跟踪过程主要在multitracker.py文件

class JDETracker(object):
    def __init__(self, opt, frame_rate=30):
        self.opt = opt
        self.model = Darknet(opt.cfg, nID=14455)
        # load_darknet_weights(self.model, opt.weights)
        self.model.load_state_dict(torch.load(opt.weights, map_location='cpu')['model'], strict=False)
        self.model.cuda().eval()

        self.tracked_stracks = []  # type: list[STrack]
        self.lost_stracks = []  # type: list[STrack]
        self.removed_stracks = []  # type: list[STrack]

        self.frame_id = 0
        self.det_thresh = opt.conf_thres
        self.buffer_size = int(frame_rate / 30.0 * opt.track_buffer)
        self.max_time_lost = self.buffer_size

        self.kalman_filter = KalmanFilter()

可以看到代码中使用的nID为14455,这里定义了一些存储不同状态轨迹的容器(轨迹类也在这个文件中,class STrack),以及KF卡尔曼滤波器。跟踪过程如下

        with torch.no_grad():
            pred = self.model(im_blob)
        # pred is tensor of all the proposals (default number of proposals: 54264). Proposals have information associated with the bounding box and embeddings
        pred = pred[pred[:, :, 4] > self.opt.conf_thres]     # [p_box, p_conf, p_cls, p_emb] 第四位为conf conf阈值判断
        # pred now has lesser number of proposals. Proposals rejected on basis of object confidence score
        if len(pred) > 0:
            dets = non_max_suppression(pred.unsqueeze(0), self.opt.conf_thres, self.opt.nms_thres)[0].cpu()     # 非极大值抑制
            # Final proposals are obtained in dets.
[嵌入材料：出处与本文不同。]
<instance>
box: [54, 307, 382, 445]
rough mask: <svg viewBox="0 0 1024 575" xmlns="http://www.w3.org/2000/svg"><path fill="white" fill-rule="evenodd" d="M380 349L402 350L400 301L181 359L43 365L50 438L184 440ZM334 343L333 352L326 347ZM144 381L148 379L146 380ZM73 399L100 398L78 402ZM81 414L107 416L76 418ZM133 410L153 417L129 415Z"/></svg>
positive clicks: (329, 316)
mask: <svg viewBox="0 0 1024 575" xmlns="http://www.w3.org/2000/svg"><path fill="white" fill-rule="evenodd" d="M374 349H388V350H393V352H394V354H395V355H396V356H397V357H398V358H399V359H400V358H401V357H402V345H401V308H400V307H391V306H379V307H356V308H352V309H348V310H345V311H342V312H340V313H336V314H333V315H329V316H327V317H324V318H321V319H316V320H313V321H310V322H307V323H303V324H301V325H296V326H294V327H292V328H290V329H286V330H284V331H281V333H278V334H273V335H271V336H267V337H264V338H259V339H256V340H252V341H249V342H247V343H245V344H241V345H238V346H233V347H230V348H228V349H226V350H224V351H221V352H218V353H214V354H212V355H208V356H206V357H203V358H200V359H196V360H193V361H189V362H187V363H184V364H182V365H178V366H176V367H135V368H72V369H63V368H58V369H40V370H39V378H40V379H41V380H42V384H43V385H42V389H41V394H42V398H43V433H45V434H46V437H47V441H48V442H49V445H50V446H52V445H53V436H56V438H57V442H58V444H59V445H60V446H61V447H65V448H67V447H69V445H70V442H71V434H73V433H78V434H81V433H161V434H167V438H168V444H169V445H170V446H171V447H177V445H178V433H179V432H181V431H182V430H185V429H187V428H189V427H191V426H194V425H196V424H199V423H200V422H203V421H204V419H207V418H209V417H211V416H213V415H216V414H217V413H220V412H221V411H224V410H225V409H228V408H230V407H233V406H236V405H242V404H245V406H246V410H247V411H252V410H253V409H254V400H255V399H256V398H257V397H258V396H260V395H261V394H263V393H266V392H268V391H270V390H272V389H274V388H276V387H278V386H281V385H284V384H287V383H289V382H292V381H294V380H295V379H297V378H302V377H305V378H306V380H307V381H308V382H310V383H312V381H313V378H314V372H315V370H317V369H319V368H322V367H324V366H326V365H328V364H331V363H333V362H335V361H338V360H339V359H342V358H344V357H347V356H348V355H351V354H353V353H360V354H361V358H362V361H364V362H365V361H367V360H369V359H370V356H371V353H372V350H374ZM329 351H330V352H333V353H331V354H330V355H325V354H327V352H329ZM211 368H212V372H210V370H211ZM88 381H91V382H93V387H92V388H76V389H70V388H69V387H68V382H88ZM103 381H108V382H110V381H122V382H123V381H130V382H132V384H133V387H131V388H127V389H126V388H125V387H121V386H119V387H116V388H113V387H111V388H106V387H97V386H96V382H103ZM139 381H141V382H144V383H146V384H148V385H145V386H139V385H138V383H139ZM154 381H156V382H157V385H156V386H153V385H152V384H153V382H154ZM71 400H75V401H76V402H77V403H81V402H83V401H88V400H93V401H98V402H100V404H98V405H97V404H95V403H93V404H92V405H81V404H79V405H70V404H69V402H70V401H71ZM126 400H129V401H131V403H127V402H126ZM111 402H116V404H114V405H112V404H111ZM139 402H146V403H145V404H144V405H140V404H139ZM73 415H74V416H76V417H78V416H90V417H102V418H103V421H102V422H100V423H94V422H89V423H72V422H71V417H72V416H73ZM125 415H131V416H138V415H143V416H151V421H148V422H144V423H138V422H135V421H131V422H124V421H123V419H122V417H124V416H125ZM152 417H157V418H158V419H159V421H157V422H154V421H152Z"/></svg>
Information of bounding box and embeddings also included
            # Next step changes the detection scales
            scale_coords(self.opt.img_size, dets[:, :4], img0.shape).round()
            '''Detections is list of (x1, y1, x2, y2, object_conf, class_score, class_pred)'''
            # class_pred is the embeddings.

            detections = [STrack(STrack.tlbr_to_tlwh(tlbrs[:4]), tlbrs[4], f.numpy(), 30) for
                          (tlbrs, f) in zip(dets[:, :5], dets[:, 6:])]
        else:
            detections = []

首先获取预测的detection信息,注释很详细

    ''' Add newly detected tracklets to tracked_stracks'''
        unconfirmed = []
        tracked_stracks = []  # type: list[STrack]
        for track in self.tracked_stracks:
            if not track.is_activated:
                # previous tracks which are not active in the current frame are added in unconfirmed list
                unconfirmed.append(track)
                # print("Should not be here, in unconfirmed")
            else:
                # Active tracks are added to the local list 'tracked_stracks'
                tracked_stracks.append(track)

然后将容器中的轨迹取出包括正常的轨迹和一些未确定轨迹(主要是只包含起始帧,即detection只出现过一次的轨迹)

''' Step 2: First association, with embedding'''
        # Combining currently tracked_stracks and lost_stracks
        strack_pool = joint_stracks(tracked_stracks, self.lost_stracks)
        # Predict the current location with KF
        STrack.multi_predict(strack_pool, self.kalman_filter)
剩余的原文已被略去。